The government finally realised that the extreme injustice of the old law demanded remedy to erase the arrests, convictions, and imprisonments, and extreme pain and human damage that law was responsible for. So, men convicted for consensual sexual activity with another adult will be able to apply to have their convictions expunged. If the victim of the law has died, their partner or family can apply on their behalf. And, upon passage, the New Zealand Parliament will go on record as expressing its regret for all the harm the old law did.

Critics have said there should have been a blanket pardon, and it’s true that some men may have been convicted for activity that would still be a crime, however, there are documented cases where a white man was let off and his Māori partner was convicted of assault. Similarly, when both partners were under age, sometimes only one partner was prosecuted, with the white or higher class man escaping prosecution. So it’s not enough to just provide relief only to men convicted of consensual adult sexual activity. The process for judging applications for expungement must be flexible enough to right wrongful convictions that may seem, at first glance, to have been legitimate.

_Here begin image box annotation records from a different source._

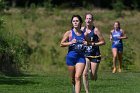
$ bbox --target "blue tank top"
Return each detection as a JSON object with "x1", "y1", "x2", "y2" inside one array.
[
  {"x1": 68, "y1": 29, "x2": 85, "y2": 53},
  {"x1": 83, "y1": 27, "x2": 100, "y2": 56},
  {"x1": 112, "y1": 30, "x2": 122, "y2": 45}
]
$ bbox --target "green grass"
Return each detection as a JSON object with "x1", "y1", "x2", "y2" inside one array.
[{"x1": 0, "y1": 71, "x2": 140, "y2": 93}]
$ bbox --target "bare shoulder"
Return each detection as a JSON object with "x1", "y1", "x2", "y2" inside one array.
[
  {"x1": 120, "y1": 29, "x2": 124, "y2": 33},
  {"x1": 81, "y1": 26, "x2": 85, "y2": 31},
  {"x1": 110, "y1": 29, "x2": 114, "y2": 33},
  {"x1": 94, "y1": 27, "x2": 100, "y2": 34},
  {"x1": 64, "y1": 30, "x2": 71, "y2": 36}
]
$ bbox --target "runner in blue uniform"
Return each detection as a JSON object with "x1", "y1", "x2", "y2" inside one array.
[
  {"x1": 110, "y1": 21, "x2": 127, "y2": 73},
  {"x1": 81, "y1": 13, "x2": 105, "y2": 93},
  {"x1": 60, "y1": 15, "x2": 86, "y2": 93}
]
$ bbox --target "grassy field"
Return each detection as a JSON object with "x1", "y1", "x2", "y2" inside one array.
[
  {"x1": 0, "y1": 8, "x2": 140, "y2": 93},
  {"x1": 3, "y1": 8, "x2": 140, "y2": 71},
  {"x1": 0, "y1": 71, "x2": 140, "y2": 93}
]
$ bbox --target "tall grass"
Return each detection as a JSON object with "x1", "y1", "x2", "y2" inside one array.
[{"x1": 1, "y1": 6, "x2": 140, "y2": 72}]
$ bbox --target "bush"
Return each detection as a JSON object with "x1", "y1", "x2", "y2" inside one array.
[{"x1": 0, "y1": 18, "x2": 31, "y2": 75}]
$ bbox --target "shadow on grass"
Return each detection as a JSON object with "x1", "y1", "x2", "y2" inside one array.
[{"x1": 0, "y1": 74, "x2": 39, "y2": 85}]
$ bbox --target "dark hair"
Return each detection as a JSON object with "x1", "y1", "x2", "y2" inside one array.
[
  {"x1": 115, "y1": 21, "x2": 121, "y2": 29},
  {"x1": 71, "y1": 15, "x2": 83, "y2": 23},
  {"x1": 85, "y1": 13, "x2": 94, "y2": 20},
  {"x1": 71, "y1": 15, "x2": 83, "y2": 28}
]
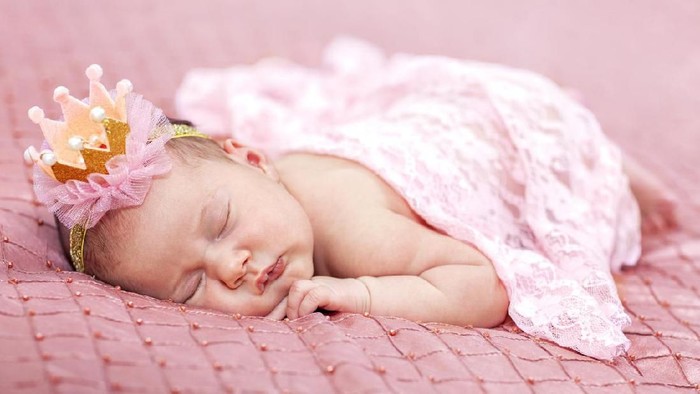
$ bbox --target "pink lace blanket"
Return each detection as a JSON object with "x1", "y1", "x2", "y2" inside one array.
[{"x1": 177, "y1": 39, "x2": 640, "y2": 359}]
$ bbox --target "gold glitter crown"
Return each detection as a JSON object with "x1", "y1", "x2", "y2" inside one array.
[{"x1": 25, "y1": 64, "x2": 133, "y2": 183}]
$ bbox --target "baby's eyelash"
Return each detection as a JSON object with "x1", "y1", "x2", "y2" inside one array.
[
  {"x1": 184, "y1": 272, "x2": 206, "y2": 303},
  {"x1": 217, "y1": 203, "x2": 231, "y2": 238}
]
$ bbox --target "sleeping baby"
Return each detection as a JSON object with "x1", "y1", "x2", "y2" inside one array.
[{"x1": 25, "y1": 39, "x2": 675, "y2": 359}]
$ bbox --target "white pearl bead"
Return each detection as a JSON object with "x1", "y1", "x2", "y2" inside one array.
[
  {"x1": 68, "y1": 135, "x2": 83, "y2": 150},
  {"x1": 90, "y1": 107, "x2": 106, "y2": 123},
  {"x1": 24, "y1": 146, "x2": 36, "y2": 165},
  {"x1": 41, "y1": 150, "x2": 56, "y2": 166}
]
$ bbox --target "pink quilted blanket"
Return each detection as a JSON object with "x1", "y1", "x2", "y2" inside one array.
[{"x1": 0, "y1": 0, "x2": 700, "y2": 393}]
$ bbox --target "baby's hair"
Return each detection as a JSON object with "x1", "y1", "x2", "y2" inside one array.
[{"x1": 54, "y1": 119, "x2": 234, "y2": 289}]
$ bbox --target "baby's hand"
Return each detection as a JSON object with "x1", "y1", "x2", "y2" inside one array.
[{"x1": 287, "y1": 276, "x2": 370, "y2": 319}]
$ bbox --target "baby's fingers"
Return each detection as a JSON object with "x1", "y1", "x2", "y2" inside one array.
[
  {"x1": 265, "y1": 297, "x2": 287, "y2": 320},
  {"x1": 287, "y1": 280, "x2": 318, "y2": 319},
  {"x1": 299, "y1": 286, "x2": 333, "y2": 316}
]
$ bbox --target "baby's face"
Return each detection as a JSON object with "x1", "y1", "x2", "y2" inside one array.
[{"x1": 112, "y1": 149, "x2": 313, "y2": 316}]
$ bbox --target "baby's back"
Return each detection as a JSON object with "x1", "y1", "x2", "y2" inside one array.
[{"x1": 275, "y1": 154, "x2": 487, "y2": 277}]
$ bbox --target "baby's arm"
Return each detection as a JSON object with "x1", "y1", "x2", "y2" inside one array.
[{"x1": 287, "y1": 212, "x2": 508, "y2": 327}]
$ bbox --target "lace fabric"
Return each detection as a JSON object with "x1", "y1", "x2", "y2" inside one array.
[{"x1": 177, "y1": 39, "x2": 640, "y2": 359}]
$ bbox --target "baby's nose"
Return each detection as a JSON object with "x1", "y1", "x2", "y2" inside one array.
[{"x1": 216, "y1": 250, "x2": 251, "y2": 289}]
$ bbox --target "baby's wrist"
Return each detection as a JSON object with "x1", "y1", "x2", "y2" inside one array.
[{"x1": 355, "y1": 277, "x2": 372, "y2": 313}]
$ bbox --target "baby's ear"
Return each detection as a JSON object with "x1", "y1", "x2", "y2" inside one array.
[{"x1": 224, "y1": 138, "x2": 279, "y2": 181}]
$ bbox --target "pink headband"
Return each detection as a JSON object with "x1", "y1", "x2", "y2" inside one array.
[{"x1": 24, "y1": 64, "x2": 203, "y2": 271}]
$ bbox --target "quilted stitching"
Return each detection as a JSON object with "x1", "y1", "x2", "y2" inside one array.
[{"x1": 0, "y1": 0, "x2": 700, "y2": 393}]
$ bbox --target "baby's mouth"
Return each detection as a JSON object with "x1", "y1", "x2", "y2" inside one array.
[{"x1": 255, "y1": 256, "x2": 287, "y2": 294}]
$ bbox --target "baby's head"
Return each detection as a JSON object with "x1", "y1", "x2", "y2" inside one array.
[{"x1": 57, "y1": 129, "x2": 313, "y2": 316}]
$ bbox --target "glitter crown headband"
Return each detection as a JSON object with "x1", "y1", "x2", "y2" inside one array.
[{"x1": 24, "y1": 64, "x2": 207, "y2": 272}]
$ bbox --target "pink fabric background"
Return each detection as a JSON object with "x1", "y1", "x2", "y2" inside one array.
[{"x1": 0, "y1": 0, "x2": 700, "y2": 393}]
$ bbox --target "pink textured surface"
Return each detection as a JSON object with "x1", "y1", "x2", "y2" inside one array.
[{"x1": 0, "y1": 0, "x2": 700, "y2": 393}]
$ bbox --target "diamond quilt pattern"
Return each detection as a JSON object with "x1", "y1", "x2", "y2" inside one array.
[{"x1": 0, "y1": 0, "x2": 700, "y2": 393}]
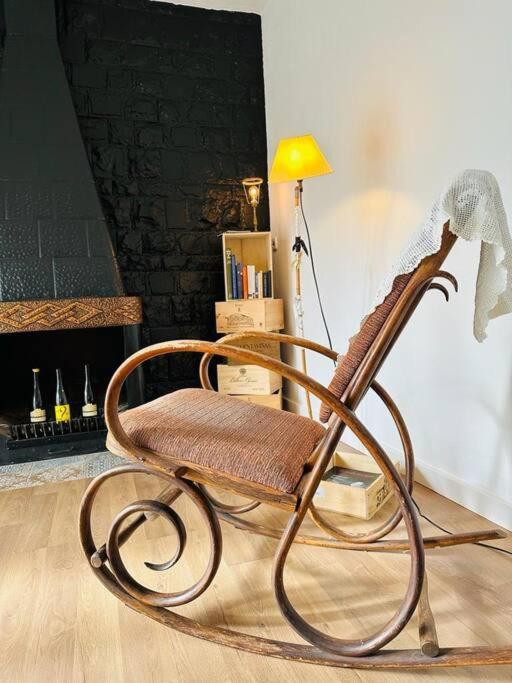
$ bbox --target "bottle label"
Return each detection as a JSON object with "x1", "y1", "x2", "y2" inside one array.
[
  {"x1": 30, "y1": 408, "x2": 46, "y2": 422},
  {"x1": 82, "y1": 403, "x2": 98, "y2": 417},
  {"x1": 55, "y1": 403, "x2": 71, "y2": 422}
]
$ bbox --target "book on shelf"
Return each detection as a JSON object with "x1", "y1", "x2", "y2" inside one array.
[
  {"x1": 226, "y1": 249, "x2": 232, "y2": 299},
  {"x1": 225, "y1": 248, "x2": 272, "y2": 301}
]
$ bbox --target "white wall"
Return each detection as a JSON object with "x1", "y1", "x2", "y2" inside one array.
[{"x1": 263, "y1": 0, "x2": 512, "y2": 528}]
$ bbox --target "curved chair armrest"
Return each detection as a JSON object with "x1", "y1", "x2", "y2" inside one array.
[
  {"x1": 199, "y1": 330, "x2": 339, "y2": 390},
  {"x1": 105, "y1": 339, "x2": 402, "y2": 494}
]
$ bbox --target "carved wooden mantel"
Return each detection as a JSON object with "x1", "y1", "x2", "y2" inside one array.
[{"x1": 0, "y1": 296, "x2": 142, "y2": 333}]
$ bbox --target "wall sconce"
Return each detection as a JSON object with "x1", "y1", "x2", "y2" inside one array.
[{"x1": 242, "y1": 178, "x2": 263, "y2": 232}]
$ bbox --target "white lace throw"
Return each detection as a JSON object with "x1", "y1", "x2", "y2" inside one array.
[{"x1": 372, "y1": 170, "x2": 512, "y2": 342}]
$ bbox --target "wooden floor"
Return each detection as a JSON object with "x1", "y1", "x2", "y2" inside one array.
[{"x1": 0, "y1": 475, "x2": 512, "y2": 683}]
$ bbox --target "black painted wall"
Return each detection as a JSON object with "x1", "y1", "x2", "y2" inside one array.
[{"x1": 57, "y1": 0, "x2": 269, "y2": 397}]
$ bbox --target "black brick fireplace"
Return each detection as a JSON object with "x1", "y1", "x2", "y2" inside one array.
[
  {"x1": 57, "y1": 0, "x2": 269, "y2": 398},
  {"x1": 0, "y1": 0, "x2": 269, "y2": 462}
]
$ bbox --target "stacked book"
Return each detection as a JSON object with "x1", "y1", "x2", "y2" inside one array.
[{"x1": 226, "y1": 248, "x2": 272, "y2": 300}]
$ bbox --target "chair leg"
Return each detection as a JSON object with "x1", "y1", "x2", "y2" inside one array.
[{"x1": 418, "y1": 571, "x2": 439, "y2": 657}]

The other unresolved issue is compensation. A truly just end to this sorry story must mean that the surviving victims of the old law are compensated for their suffering and victimisation. Any such payment is by necessity a token, but it is a tangible symbol of the New Zealand Parliament expressing its regret for what happened, and it would give real strength to its much-delayed apology.

But even with those short-comings, this bill is an important and historic moment: It is a message from Parliament that New Zealand values LGBT people, that they are truly the equals of their heterosexual friends and family members. It is one of the last remaining legislative remedies needed to fulfill that promise. Better late than never.

One final note: Even as I say the bill needs to go farther than the government wants, I’m aware of how much farther this goes than some countries have been willing to go. For example, I don’t know that any US state has apologised for the harm done by their laws. In fact, some states still have such laws on their books, and that’s inexcusable. Far worse, in some counties gay men can STILL be put to death for being who they are.

Today was a very important day for New Zealand, and for LGBT people here and in the world. There’s so much more work needed around the world, absolutely, but here in New Zealand we’re working on finding a way forward. Well done to all those who helped move this forward.

The video above from the New Zealand Parliament is the entire debate on the First Reading. It’s just under an hour and a half, but it’s worth watching to see what it looks like when politicians speak on a matter relating to LGBT people without extremist politicians saying crazy things. American politicans could learn a LOT.